MY Uncle Bruce’s call had to be communicated to my mother. Seha and I both wanted to go back to Abbeville. Surely we were at a break in things and this happened and the family needed prayer and support. Dad felt we should go on to the ministry in the Cuchilla del Tesoro. There was an emotional struggle and some tears but ultimately we did what most people would do and did not uproot the whole family because the mother’s married adult brother was ill, The thing that made it different was that we were so mobile and so rootless. We prayed and we believed in offering up suffering and we offered up our lonesomeness for Jed as a prayer for his healing. Jed made a remarkable recovery and would go on to have a healthy enough brain to graduate from Loyola Law School having made Law Review – a great distinction, He is still working and making money was a land man, although he left the practice of law. He and Susan are long divorced and married other people but both are people of faith who remember God caring for them at this time.
It was the sacrifice of not being with Jed that defined our transition back to Mexico CIty, There were no dumps or extreme squalor in our neighborhood.
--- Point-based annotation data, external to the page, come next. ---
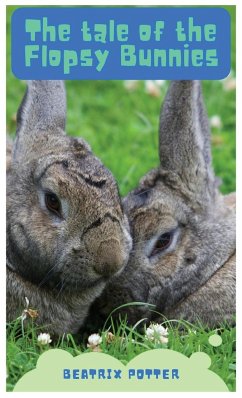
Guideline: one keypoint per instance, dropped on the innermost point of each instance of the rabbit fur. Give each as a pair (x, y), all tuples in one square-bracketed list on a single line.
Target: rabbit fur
[(66, 231), (183, 229)]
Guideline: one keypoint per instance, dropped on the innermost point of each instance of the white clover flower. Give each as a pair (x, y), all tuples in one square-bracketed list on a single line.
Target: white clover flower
[(157, 333), (94, 340), (216, 122), (152, 88), (131, 85), (44, 338)]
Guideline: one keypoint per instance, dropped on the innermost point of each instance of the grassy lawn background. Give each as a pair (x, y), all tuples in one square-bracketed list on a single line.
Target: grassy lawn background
[(122, 128)]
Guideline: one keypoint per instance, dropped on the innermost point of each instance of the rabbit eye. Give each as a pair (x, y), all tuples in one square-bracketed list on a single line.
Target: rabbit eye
[(162, 243), (52, 203)]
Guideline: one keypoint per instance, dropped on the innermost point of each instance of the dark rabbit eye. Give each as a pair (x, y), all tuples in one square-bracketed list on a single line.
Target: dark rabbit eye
[(162, 243), (52, 203)]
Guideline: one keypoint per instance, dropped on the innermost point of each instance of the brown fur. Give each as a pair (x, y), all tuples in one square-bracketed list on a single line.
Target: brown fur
[(194, 277), (59, 261)]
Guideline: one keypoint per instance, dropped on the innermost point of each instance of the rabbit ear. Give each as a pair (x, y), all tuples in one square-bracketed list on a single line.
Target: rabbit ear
[(185, 134), (43, 109)]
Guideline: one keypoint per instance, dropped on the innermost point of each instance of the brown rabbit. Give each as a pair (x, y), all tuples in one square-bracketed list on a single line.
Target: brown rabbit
[(66, 231), (183, 229)]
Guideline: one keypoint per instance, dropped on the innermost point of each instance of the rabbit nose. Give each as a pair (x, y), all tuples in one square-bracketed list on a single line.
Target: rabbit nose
[(110, 258)]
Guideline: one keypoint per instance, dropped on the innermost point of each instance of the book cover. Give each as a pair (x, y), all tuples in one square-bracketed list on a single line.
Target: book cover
[(120, 226)]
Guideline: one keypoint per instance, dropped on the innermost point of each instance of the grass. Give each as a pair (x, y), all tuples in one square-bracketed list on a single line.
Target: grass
[(124, 344), (121, 126)]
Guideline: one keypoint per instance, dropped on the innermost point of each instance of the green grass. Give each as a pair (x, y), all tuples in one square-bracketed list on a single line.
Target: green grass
[(23, 350), (122, 128)]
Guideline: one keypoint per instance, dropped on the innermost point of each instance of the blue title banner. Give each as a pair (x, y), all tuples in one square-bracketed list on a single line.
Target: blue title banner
[(121, 43)]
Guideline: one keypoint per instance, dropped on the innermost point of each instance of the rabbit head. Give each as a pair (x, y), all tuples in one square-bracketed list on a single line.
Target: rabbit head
[(65, 224), (183, 232)]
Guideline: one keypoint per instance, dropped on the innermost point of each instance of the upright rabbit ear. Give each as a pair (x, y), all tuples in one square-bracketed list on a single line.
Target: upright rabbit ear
[(43, 109), (185, 135)]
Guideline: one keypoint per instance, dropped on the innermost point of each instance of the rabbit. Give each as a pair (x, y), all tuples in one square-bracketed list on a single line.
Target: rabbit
[(66, 230), (183, 229)]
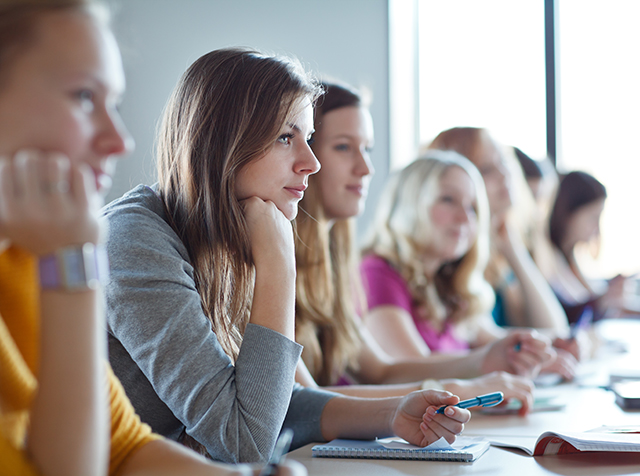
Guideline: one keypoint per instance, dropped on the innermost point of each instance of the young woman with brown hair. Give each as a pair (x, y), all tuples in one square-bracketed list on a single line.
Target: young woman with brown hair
[(337, 348), (202, 291), (62, 411)]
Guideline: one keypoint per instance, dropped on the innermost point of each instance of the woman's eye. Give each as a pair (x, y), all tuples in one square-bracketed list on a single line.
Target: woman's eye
[(285, 139)]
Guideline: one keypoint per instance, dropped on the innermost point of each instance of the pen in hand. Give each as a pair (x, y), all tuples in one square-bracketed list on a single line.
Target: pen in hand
[(487, 400), (278, 455)]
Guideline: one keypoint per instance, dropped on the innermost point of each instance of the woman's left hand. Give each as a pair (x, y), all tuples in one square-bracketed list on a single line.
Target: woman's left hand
[(416, 419)]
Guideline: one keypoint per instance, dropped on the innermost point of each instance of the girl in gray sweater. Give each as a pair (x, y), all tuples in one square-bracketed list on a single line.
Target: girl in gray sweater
[(202, 292)]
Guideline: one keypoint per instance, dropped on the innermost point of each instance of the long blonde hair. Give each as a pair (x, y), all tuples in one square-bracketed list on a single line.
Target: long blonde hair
[(402, 229), (226, 111), (327, 284)]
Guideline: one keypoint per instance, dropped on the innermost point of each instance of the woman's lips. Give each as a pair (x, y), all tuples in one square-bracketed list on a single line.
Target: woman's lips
[(297, 191)]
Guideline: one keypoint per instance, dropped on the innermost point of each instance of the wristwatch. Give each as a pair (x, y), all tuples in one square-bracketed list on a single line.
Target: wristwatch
[(74, 268)]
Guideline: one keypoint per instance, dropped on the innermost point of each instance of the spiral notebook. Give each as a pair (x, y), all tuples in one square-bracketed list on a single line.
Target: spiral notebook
[(464, 449)]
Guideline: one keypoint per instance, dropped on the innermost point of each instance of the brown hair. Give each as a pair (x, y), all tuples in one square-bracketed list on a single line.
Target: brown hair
[(19, 19), (226, 111), (576, 190), (327, 282)]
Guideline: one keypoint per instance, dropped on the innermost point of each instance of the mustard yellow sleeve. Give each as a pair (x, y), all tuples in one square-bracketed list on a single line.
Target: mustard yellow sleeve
[(128, 433), (13, 461)]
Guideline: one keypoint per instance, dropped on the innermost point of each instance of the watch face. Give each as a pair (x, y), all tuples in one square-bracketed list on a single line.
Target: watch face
[(73, 262)]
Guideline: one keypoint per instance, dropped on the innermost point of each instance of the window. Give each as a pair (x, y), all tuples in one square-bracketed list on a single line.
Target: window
[(599, 100), (482, 63)]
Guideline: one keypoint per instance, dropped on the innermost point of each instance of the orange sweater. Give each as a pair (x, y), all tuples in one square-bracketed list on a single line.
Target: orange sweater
[(19, 348)]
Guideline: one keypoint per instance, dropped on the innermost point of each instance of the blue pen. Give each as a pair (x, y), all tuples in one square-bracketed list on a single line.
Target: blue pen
[(488, 400)]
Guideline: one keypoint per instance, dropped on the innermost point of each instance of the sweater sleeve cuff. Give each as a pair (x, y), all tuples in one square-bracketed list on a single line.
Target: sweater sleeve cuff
[(304, 415)]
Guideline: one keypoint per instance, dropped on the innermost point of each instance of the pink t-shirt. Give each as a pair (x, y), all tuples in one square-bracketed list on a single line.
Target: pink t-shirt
[(385, 287)]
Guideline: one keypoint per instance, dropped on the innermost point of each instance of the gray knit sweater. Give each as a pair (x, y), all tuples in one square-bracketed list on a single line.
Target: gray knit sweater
[(170, 362)]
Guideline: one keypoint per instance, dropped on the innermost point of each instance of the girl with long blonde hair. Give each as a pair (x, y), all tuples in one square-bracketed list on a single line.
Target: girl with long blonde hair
[(338, 349), (62, 411)]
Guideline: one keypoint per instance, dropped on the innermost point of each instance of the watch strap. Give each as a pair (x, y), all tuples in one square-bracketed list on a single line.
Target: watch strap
[(74, 268)]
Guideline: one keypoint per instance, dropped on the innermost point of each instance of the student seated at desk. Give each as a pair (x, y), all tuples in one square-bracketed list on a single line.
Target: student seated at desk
[(523, 297), (202, 291), (338, 349), (575, 219), (62, 411), (424, 261)]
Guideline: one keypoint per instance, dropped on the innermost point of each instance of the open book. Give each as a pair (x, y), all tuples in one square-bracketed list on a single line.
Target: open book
[(464, 449), (552, 443)]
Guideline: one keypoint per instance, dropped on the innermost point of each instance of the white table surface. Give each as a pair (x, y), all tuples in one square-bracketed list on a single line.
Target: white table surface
[(587, 406)]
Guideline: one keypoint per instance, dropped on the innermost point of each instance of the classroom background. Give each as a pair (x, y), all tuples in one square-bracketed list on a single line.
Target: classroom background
[(429, 65)]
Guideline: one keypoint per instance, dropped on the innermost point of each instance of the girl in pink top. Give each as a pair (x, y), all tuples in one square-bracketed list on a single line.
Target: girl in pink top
[(338, 349), (424, 264)]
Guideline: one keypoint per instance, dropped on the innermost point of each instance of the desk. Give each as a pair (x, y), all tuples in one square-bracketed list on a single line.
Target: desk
[(590, 407)]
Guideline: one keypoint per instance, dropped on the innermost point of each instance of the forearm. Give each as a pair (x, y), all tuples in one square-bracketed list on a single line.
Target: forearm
[(358, 418), (69, 427), (274, 299), (375, 391)]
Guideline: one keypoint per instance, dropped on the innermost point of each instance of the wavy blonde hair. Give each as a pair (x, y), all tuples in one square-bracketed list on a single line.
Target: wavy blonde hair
[(328, 286), (402, 229), (226, 111)]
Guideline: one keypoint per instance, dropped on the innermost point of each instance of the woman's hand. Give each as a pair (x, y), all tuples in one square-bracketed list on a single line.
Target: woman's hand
[(416, 419), (271, 234), (47, 203), (512, 386), (564, 364), (522, 352)]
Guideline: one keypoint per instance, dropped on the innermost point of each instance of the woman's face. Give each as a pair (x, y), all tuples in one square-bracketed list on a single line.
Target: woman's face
[(61, 95), (497, 179), (281, 176), (343, 145), (584, 223), (453, 216)]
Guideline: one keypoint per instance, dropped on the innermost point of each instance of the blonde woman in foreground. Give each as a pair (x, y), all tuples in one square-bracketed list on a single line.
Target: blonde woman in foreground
[(62, 411)]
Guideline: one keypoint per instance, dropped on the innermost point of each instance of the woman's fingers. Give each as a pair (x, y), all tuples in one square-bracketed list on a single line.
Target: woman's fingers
[(436, 425)]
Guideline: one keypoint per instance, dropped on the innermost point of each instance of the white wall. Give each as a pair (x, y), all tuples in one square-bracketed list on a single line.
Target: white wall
[(346, 39)]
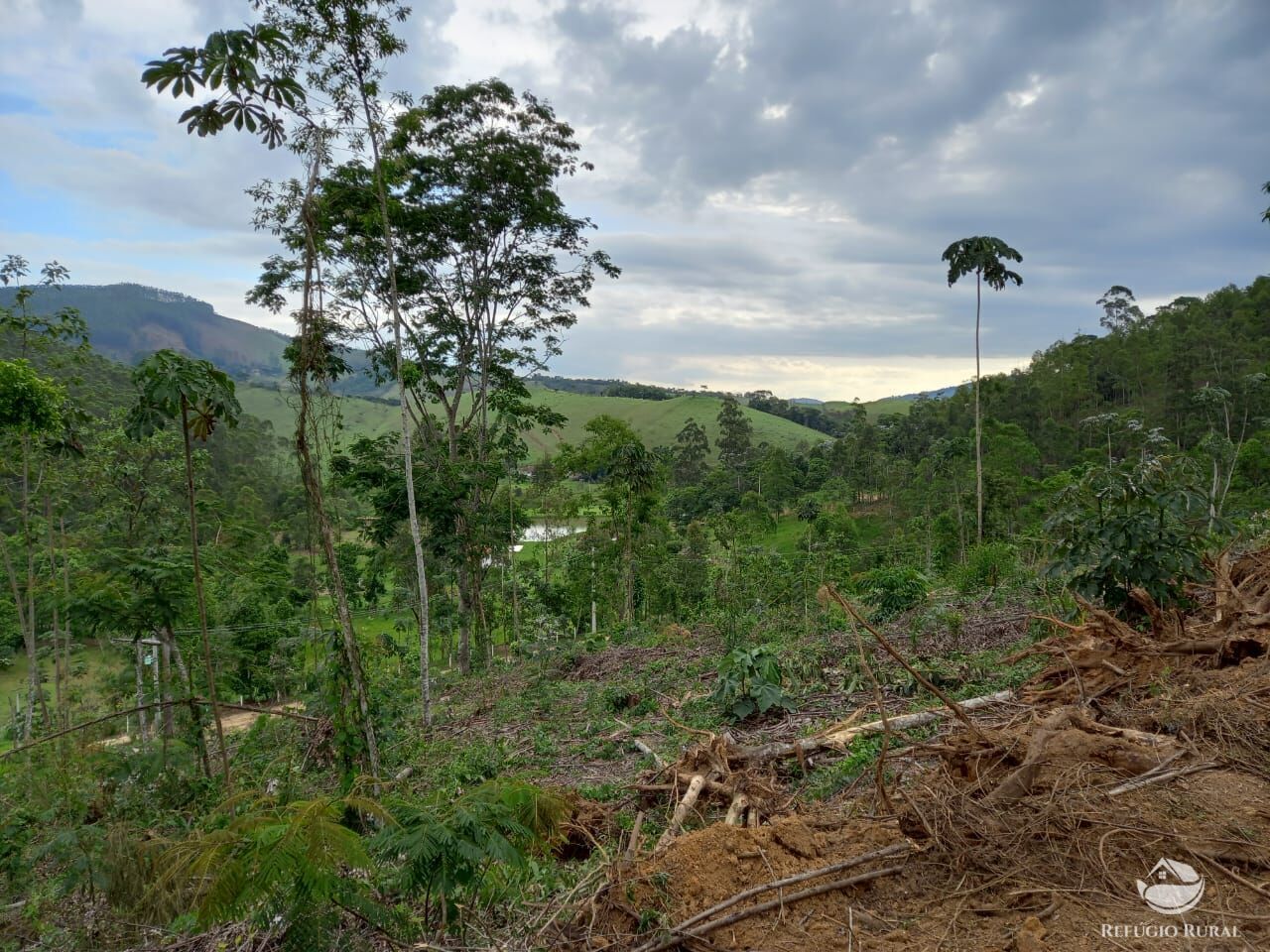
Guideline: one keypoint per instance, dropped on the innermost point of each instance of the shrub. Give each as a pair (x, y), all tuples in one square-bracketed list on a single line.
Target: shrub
[(893, 589), (749, 682)]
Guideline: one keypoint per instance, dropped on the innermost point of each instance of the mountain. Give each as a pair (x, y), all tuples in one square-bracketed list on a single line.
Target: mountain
[(128, 321), (656, 420)]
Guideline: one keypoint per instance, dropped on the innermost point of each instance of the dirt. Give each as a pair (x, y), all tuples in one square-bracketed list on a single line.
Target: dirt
[(1028, 832), (624, 660)]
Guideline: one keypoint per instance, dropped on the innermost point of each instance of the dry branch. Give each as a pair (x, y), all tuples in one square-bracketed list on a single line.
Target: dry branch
[(893, 849), (681, 811), (116, 715)]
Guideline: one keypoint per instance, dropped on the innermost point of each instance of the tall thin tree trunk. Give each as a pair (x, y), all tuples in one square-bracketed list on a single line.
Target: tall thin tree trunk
[(33, 682), (312, 480), (198, 592), (407, 445), (66, 621), (195, 717), (141, 690), (21, 608), (978, 419)]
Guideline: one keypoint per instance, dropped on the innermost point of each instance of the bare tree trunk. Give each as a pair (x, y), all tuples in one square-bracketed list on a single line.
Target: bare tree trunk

Cuchilla had many stores, shops, small artisans and food carts. Schools and churches were around and could be crowded. I took classes at the church when they were open but neve enrolled in a school. Kids were on different schedules because many schools had an early platoon and a late platoon of students. That made it very hard to notice that I was not in school. It wa sin this context that I and the family began to settle into the big city for a while.